Search code examples
pythonscikit-learnlogistic-regression

logistic like curve fitting using machine learning


I asked this question in data science threads, but didn't get an answer. Hence posting here.

I have a set of points of a function k(x). I am trying to do some curve fitting to find the exact k(x) function. It seems that the data points fit to a logistic like curve only a little shifted and stressed.

So far I have tried polynomial regression, but I don't feel the fitting is correct. I have attached a snap of the fitted curve here.

So my question is, is logistic regression only used in classification tasks? Or can it be used for curve fitting?

If not what are the other available techniques to fit a logistic like curve to a set of data points?
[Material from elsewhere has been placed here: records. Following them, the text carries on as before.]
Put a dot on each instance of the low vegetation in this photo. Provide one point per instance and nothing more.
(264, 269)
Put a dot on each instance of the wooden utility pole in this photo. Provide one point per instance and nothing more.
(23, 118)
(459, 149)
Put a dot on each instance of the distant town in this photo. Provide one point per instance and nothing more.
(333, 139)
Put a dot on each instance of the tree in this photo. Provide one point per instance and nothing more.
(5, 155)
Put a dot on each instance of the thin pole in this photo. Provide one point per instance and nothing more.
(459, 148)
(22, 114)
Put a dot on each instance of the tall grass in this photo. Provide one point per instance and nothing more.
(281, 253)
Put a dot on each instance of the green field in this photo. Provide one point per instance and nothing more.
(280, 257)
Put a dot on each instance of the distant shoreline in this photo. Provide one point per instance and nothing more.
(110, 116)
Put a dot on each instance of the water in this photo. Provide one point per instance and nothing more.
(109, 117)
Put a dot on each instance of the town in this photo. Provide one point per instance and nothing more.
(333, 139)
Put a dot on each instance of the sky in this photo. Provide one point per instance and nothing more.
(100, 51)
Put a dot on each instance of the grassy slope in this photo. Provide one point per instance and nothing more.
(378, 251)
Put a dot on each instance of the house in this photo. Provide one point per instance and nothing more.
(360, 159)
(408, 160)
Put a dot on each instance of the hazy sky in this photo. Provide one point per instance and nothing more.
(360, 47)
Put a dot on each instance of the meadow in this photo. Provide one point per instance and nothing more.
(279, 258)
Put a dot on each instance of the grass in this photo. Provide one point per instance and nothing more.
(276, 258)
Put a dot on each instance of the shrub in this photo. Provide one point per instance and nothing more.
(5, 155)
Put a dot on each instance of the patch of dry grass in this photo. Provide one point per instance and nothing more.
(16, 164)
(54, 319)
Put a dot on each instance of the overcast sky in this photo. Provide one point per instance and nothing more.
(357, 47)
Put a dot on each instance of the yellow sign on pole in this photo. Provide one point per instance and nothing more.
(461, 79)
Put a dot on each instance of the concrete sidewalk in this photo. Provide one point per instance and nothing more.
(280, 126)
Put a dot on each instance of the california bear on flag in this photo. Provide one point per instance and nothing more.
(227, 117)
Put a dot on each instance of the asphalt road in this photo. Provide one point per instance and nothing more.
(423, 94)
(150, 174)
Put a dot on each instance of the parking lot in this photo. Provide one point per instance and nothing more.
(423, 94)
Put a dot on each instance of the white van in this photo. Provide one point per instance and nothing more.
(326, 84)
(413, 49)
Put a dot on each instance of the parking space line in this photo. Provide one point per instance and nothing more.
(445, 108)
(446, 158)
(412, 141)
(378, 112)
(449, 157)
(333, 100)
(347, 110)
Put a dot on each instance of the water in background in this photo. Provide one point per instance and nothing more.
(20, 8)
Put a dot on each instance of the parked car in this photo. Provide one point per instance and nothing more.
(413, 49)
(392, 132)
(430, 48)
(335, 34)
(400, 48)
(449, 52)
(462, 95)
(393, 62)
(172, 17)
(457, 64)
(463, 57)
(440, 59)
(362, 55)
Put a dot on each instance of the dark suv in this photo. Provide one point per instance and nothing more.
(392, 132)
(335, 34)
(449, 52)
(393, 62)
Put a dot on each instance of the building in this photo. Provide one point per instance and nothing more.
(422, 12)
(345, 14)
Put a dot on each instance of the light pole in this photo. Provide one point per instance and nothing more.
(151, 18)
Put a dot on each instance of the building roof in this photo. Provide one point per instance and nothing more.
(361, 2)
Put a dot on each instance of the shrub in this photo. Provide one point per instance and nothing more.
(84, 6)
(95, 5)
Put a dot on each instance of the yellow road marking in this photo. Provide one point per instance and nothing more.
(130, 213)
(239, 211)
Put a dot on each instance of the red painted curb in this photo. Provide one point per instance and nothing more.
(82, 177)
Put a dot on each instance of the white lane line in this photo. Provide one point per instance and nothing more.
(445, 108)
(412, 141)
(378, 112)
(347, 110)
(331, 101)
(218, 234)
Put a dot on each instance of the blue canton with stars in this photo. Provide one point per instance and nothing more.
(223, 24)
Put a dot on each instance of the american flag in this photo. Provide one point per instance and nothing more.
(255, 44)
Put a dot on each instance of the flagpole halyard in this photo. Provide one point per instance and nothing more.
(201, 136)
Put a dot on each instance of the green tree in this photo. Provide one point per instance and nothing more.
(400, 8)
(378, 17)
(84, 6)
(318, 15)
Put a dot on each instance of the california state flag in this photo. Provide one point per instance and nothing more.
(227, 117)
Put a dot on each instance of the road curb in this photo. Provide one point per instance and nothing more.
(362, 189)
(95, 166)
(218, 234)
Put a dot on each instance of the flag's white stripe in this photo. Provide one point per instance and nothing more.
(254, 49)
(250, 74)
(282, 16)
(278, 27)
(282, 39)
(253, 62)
Polynomial regression

EDIT

Following is the code. (x,y) are the datapoints.

import matplotlib.pyplot as plt 
import numpy as np
from sklearn.linear_model import Ridge
from sklearn.pipeline import make_pipeline
from sklearn.preprocessing import PolynomialFeatures
from sklearn.metrics import mean_squared_error
from sklearn.linear_model import LogisticRegression

x = np.array([0.3, 0.4, 0.5, 0.6, 0.65, 0.67, 0.8])
y = np.array([-936, -892, -178.33, -50.7, -65.7, -70.44, -9])

degree = 5

model = make_pipeline(PolynomialFeatures(degree), Ridge(alpha=1E-10, fit_intercept=False))
# model = LogisticRegression(random_state=0, solver='lbfgs')
model.fit(x[:, None], y)
ridge = model.named_steps['ridge']
print(ridge.coef_)
coef = ridge.coef_

poly_mse = mean_squared_error(model.predict(x[:, None]), y)
print 'RMSE', math.sqrt(poly_mse)

predictions = model.predict(np.arange(0.28,0.85,0.0001).reshape(-1, 1))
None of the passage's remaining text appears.